4.5 The odds ratio

The odds ratio is a widely used measure for studying the association between two categorical variables, especially when the interest is in comparing the probability of an event occurring across different population groups. Its interpretation is based on comparing the relative odds of an event occurring between two analysis categories.

In this sense, this parameter makes it possible to evaluate how those odds change across different groups of interest and is a fundamental tool in social, economic, and health studies. In addition, this measure can also be used to quantify the relationship between the levels of a variable and a categorical factor by comparing the relative odds of the event occurring in each group (Heeringa et al., 2017).

For example, suppose the aim is to study the association between people’s sex and poverty status. In particular, the interest is in evaluating whether the relative odds of belonging to the non-poor group versus the poor group differ between women and men. To do this, the following odds ratio can be defined:

\[ \frac{ P(\text{Sex}=\text{Female} \mid \text{pobreza}=0) \big/ P(\text{Sex}=\text{Female} \mid \text{pobreza}=1) }{ P(\text{Sex}=\text{Male} \mid \text{pobreza}=1) \big/ P(\text{Sex}=\text{Male} \mid \text{pobreza}=0) } \]
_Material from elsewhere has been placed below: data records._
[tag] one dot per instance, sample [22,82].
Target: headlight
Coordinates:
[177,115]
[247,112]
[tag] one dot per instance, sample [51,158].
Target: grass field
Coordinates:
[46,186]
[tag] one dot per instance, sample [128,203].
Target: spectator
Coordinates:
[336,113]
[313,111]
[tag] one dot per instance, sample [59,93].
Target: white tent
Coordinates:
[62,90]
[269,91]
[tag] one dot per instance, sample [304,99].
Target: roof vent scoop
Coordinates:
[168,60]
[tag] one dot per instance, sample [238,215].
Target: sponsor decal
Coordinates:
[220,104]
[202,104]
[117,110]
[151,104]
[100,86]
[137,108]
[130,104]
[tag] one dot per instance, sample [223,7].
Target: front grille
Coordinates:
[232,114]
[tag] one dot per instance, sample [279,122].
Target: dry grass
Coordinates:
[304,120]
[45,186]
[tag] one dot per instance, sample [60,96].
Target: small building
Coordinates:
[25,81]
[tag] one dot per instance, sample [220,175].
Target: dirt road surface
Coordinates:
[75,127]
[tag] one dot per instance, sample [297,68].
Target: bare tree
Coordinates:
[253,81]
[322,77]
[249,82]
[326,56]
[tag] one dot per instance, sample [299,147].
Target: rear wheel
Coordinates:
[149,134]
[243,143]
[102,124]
The numerator expression represents the relative odds of observing women not living in poverty relative to observing women living in poverty. Analogously, the denominator represents the relative odds of observing men living in poverty relative to men not living in poverty. Therefore, the odds ratio compares both relative odds and makes it possible to quantify whether the association between sex and poverty favors one group more than the other.

A value equal to one would indicate the absence of association between the variables, that is, that the relationship between sex and poverty status is similar for men and women. Values greater than one would indicate greater relative odds for women compared with men, while values below one would suggest greater relative odds for men. In the context of household surveys, this type of measure is especially useful for studying sociodemographic inequalities and gaps in well-being conditions across different population groups.

The procedure for carrying this out in R is first to estimate the proportions of the cross-tabulation between the sex and poverty variables, presented in Table 4.22:

sex_poverty_interaction_proportion <- survey_design %>%
  group_by(Sex, poor) %>%
  summarise(proportion = survey_prop(vartype = c("se", "ci")))

sex_poverty_odds_contrast <- svymean(x = ~interaction(Sex, poor),
                                     design = survey_design,
                                     se = TRUE, na.rm = TRUE, ci = TRUE,
                                     keep.vars = TRUE)
Table 4.22: Joint proportions of sex and poverty status
Sex poor proportion proportion_se proportion_low proportion_upp
Female 0 0.611 0.032 0.547 0.671
Female 1 0.389 0.032 0.329 0.453
Male 0 0.605 0.037 0.531 0.675
Male 1 0.395 0.037 0.325 0.469

Then, the contrast is performed by dividing each of the elements of the expression shown above:

odds_ratio <- quote(
 (`interaction(Sex, poor)Female.0` /
  `interaction(Sex, poor)Female.1`) /
 (`interaction(Sex, poor)Male.0` /
  `interaction(Sex, poor)Male.1`)
)

svycontrast(
  stat = sex_poverty_odds_contrast,
  contrasts = odds_ratio
)
##          nlcon  SE
## contrast  1.02 0.1

The result is that the estimated odds that a woman is not living in poverty, compared with a man, is equal to 1.02. This means that, without considering other survey variables, women have odds of not being in poverty that are approximately 2% higher than those observed among men. In other words, the relative probability of not living in poverty is slightly higher for women than for men.

References

Heeringa, S. G., West, B. T., Heeringa, S. G., & Berglund, P. A. (2017). Applied survey data analysis. chapman; hall/CRC.